Court rejects appeal over DC gay marriage law
WASHINGTON (AP) — The Supreme Court has rejected an appeal from opponents of same-sex marriage who want to overturn the District of Columbia’s gay marriage law.

The court did not comment Tuesday in turning away a challenge from a Maryland pastor and others who are trying to get a measure on the ballot to allow Washingtonians to vote on a measure that defines marriage as between a man and a woman.

Bishop Harry Jackson led a lawsuit against the district’s Board of Elections and Ethics after it refused to put that initiative on the ballot. The board ruled that the ballot question would in effect authorize discrimination.

Last year, Washington began issuing marriage licenses for same-sex couples and in 2009, it began recognizing gay marriages performed elsewhere.

High court rejects appeal in Arizona execution
WASHINGTON (AP) — The Supreme Court has rejected an appeal from Arizona death row inmate Daniel Wayne Cook, convicted of strangling two men in 1987.
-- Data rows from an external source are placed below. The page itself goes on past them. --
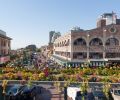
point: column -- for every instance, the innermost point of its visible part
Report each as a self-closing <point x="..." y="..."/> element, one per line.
<point x="104" y="40"/>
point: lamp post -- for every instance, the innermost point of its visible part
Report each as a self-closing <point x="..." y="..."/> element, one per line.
<point x="88" y="51"/>
<point x="104" y="40"/>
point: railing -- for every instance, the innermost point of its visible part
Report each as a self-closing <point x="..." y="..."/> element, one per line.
<point x="50" y="82"/>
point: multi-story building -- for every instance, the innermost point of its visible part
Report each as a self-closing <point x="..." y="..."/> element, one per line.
<point x="97" y="46"/>
<point x="5" y="46"/>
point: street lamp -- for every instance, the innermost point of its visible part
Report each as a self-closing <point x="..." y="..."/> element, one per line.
<point x="104" y="40"/>
<point x="88" y="51"/>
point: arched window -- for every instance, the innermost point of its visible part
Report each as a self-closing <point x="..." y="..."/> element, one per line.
<point x="79" y="41"/>
<point x="95" y="42"/>
<point x="112" y="42"/>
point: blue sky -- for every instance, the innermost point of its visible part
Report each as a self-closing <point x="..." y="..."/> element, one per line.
<point x="29" y="21"/>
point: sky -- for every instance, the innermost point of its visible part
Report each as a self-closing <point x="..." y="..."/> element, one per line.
<point x="29" y="21"/>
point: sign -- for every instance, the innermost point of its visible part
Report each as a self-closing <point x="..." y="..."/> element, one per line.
<point x="4" y="59"/>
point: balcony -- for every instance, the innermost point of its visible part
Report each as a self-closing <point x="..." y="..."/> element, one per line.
<point x="80" y="48"/>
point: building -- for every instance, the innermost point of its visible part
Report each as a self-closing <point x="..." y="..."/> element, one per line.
<point x="97" y="46"/>
<point x="5" y="46"/>
<point x="53" y="35"/>
<point x="107" y="19"/>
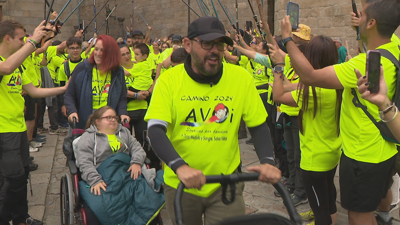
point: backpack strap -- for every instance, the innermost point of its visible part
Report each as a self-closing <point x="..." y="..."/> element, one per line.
<point x="67" y="69"/>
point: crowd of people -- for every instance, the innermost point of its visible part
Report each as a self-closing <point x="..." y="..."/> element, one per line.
<point x="185" y="101"/>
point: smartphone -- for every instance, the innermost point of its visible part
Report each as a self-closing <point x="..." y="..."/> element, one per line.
<point x="373" y="70"/>
<point x="293" y="10"/>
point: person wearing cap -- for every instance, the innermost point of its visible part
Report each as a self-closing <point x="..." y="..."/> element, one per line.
<point x="341" y="49"/>
<point x="161" y="66"/>
<point x="193" y="122"/>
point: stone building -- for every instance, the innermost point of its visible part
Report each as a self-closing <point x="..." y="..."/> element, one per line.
<point x="331" y="18"/>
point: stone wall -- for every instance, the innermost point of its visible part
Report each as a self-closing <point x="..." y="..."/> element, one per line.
<point x="31" y="12"/>
<point x="325" y="17"/>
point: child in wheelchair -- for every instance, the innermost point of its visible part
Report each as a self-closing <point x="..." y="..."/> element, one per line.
<point x="106" y="139"/>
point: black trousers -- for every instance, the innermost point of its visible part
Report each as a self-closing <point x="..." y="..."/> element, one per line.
<point x="14" y="166"/>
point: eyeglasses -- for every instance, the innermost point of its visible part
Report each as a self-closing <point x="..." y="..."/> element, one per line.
<point x="110" y="118"/>
<point x="125" y="54"/>
<point x="208" y="45"/>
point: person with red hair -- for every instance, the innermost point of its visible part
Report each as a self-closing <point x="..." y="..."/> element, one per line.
<point x="97" y="82"/>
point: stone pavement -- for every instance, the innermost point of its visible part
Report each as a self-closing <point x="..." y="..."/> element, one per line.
<point x="45" y="202"/>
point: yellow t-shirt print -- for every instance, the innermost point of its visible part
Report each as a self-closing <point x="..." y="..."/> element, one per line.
<point x="100" y="87"/>
<point x="115" y="144"/>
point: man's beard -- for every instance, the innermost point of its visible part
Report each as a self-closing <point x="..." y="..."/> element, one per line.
<point x="201" y="64"/>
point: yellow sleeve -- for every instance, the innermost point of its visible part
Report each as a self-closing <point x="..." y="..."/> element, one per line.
<point x="161" y="101"/>
<point x="254" y="113"/>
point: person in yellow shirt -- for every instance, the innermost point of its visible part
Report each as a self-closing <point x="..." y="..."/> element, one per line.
<point x="368" y="158"/>
<point x="319" y="130"/>
<point x="193" y="122"/>
<point x="74" y="50"/>
<point x="14" y="147"/>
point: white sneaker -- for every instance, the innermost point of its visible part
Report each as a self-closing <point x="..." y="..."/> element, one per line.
<point x="33" y="149"/>
<point x="35" y="144"/>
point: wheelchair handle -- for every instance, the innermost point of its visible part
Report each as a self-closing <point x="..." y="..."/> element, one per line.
<point x="234" y="178"/>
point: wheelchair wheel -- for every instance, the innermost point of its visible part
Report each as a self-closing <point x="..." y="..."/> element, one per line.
<point x="66" y="200"/>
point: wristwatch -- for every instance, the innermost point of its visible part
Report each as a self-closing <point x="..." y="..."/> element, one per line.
<point x="278" y="69"/>
<point x="286" y="40"/>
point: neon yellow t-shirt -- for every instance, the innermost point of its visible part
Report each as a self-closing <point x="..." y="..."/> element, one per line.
<point x="290" y="110"/>
<point x="115" y="144"/>
<point x="259" y="76"/>
<point x="12" y="113"/>
<point x="362" y="141"/>
<point x="133" y="104"/>
<point x="319" y="143"/>
<point x="54" y="61"/>
<point x="164" y="55"/>
<point x="203" y="121"/>
<point x="30" y="70"/>
<point x="62" y="75"/>
<point x="142" y="72"/>
<point x="100" y="86"/>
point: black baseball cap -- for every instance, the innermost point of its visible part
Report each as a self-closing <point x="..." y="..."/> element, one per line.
<point x="177" y="37"/>
<point x="208" y="29"/>
<point x="137" y="32"/>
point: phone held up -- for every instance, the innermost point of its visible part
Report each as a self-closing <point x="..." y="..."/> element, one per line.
<point x="373" y="70"/>
<point x="293" y="10"/>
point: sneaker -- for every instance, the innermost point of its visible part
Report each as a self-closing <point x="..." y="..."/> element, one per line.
<point x="381" y="221"/>
<point x="57" y="132"/>
<point x="33" y="149"/>
<point x="35" y="144"/>
<point x="42" y="130"/>
<point x="39" y="140"/>
<point x="309" y="215"/>
<point x="31" y="221"/>
<point x="290" y="190"/>
<point x="33" y="166"/>
<point x="394" y="207"/>
<point x="242" y="135"/>
<point x="41" y="136"/>
<point x="298" y="200"/>
<point x="250" y="141"/>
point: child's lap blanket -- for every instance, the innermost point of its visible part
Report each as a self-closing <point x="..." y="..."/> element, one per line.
<point x="126" y="201"/>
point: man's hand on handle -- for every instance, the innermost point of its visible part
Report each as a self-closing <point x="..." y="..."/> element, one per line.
<point x="192" y="178"/>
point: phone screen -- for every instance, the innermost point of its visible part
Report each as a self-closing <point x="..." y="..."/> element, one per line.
<point x="293" y="10"/>
<point x="373" y="70"/>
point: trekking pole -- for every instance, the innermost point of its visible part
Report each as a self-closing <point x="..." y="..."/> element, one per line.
<point x="191" y="8"/>
<point x="62" y="23"/>
<point x="230" y="20"/>
<point x="95" y="16"/>
<point x="143" y="18"/>
<point x="62" y="10"/>
<point x="216" y="14"/>
<point x="50" y="9"/>
<point x="201" y="8"/>
<point x="107" y="18"/>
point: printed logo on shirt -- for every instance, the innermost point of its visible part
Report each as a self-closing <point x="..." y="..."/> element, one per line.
<point x="219" y="115"/>
<point x="14" y="81"/>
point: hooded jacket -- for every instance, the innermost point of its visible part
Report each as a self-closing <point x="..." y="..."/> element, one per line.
<point x="79" y="98"/>
<point x="93" y="148"/>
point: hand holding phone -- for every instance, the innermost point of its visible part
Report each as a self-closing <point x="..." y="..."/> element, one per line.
<point x="373" y="69"/>
<point x="293" y="10"/>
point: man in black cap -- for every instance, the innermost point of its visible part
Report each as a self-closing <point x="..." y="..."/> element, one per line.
<point x="194" y="116"/>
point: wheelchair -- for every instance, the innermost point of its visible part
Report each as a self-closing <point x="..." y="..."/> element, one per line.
<point x="72" y="205"/>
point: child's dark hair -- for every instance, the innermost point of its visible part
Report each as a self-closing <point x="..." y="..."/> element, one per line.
<point x="97" y="115"/>
<point x="74" y="40"/>
<point x="143" y="48"/>
<point x="179" y="55"/>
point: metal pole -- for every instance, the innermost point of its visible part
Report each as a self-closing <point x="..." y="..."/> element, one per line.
<point x="95" y="15"/>
<point x="79" y="17"/>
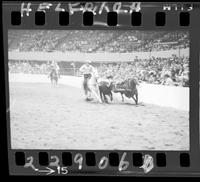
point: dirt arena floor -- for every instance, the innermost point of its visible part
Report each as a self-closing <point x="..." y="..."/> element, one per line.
<point x="46" y="117"/>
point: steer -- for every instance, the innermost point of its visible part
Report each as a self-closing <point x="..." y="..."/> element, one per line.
<point x="127" y="88"/>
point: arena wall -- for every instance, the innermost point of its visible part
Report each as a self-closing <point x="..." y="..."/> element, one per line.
<point x="98" y="57"/>
<point x="167" y="96"/>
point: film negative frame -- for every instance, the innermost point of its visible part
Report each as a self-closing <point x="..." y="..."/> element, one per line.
<point x="176" y="163"/>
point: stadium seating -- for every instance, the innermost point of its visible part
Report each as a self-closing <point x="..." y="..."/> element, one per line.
<point x="95" y="41"/>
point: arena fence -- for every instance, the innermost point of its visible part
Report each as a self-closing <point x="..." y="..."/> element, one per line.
<point x="167" y="96"/>
<point x="95" y="57"/>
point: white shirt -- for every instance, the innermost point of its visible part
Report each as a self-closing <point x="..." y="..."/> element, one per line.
<point x="87" y="69"/>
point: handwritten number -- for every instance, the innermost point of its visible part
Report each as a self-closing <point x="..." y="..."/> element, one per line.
<point x="79" y="159"/>
<point x="123" y="165"/>
<point x="56" y="162"/>
<point x="103" y="163"/>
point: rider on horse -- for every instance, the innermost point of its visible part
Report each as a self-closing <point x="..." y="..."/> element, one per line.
<point x="87" y="70"/>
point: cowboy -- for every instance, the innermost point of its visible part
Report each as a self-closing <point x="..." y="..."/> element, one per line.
<point x="87" y="70"/>
<point x="54" y="65"/>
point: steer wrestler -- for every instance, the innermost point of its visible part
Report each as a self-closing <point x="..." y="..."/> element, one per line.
<point x="87" y="70"/>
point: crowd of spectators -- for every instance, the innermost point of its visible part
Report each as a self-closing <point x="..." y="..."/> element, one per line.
<point x="172" y="71"/>
<point x="96" y="40"/>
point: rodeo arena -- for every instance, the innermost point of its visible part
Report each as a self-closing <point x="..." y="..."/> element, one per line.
<point x="99" y="89"/>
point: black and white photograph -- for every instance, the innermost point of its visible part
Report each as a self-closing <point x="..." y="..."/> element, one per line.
<point x="99" y="89"/>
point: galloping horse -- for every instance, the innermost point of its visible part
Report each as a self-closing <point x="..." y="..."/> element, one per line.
<point x="54" y="75"/>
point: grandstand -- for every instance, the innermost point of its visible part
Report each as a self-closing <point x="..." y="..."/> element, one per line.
<point x="148" y="70"/>
<point x="96" y="41"/>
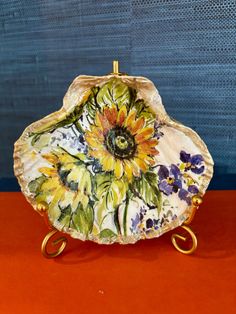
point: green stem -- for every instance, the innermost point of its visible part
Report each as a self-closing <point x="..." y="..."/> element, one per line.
<point x="78" y="126"/>
<point x="125" y="213"/>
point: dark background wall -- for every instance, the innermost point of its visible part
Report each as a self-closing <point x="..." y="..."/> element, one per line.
<point x="188" y="48"/>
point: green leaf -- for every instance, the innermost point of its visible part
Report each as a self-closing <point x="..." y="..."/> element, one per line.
<point x="107" y="233"/>
<point x="83" y="219"/>
<point x="35" y="185"/>
<point x="110" y="193"/>
<point x="114" y="92"/>
<point x="146" y="188"/>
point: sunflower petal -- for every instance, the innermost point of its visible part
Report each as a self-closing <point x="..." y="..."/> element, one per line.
<point x="92" y="140"/>
<point x="108" y="163"/>
<point x="111" y="114"/>
<point x="131" y="118"/>
<point x="135" y="168"/>
<point x="144" y="134"/>
<point x="128" y="170"/>
<point x="51" y="158"/>
<point x="104" y="123"/>
<point x="141" y="164"/>
<point x="50" y="172"/>
<point x="137" y="125"/>
<point x="118" y="168"/>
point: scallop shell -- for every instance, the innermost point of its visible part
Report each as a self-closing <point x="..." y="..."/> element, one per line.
<point x="111" y="165"/>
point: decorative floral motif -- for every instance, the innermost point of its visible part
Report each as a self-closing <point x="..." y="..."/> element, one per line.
<point x="103" y="177"/>
<point x="177" y="180"/>
<point x="122" y="142"/>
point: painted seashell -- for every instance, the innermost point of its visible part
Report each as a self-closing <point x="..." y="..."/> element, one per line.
<point x="111" y="165"/>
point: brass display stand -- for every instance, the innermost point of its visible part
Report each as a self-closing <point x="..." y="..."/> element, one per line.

The justices did not comment on their order Tuesday. Cook says his death sentence should be reversed because he has post-traumatic stress disorder and organic brain damage.

Separately, he is challenging the state’s use of a sedative drug in executions. Arizona has acknowledged buying the sedative from a company in Great Britain because of a shortage of the drug in the United States. The state has refused to disclose the company manufacturing it.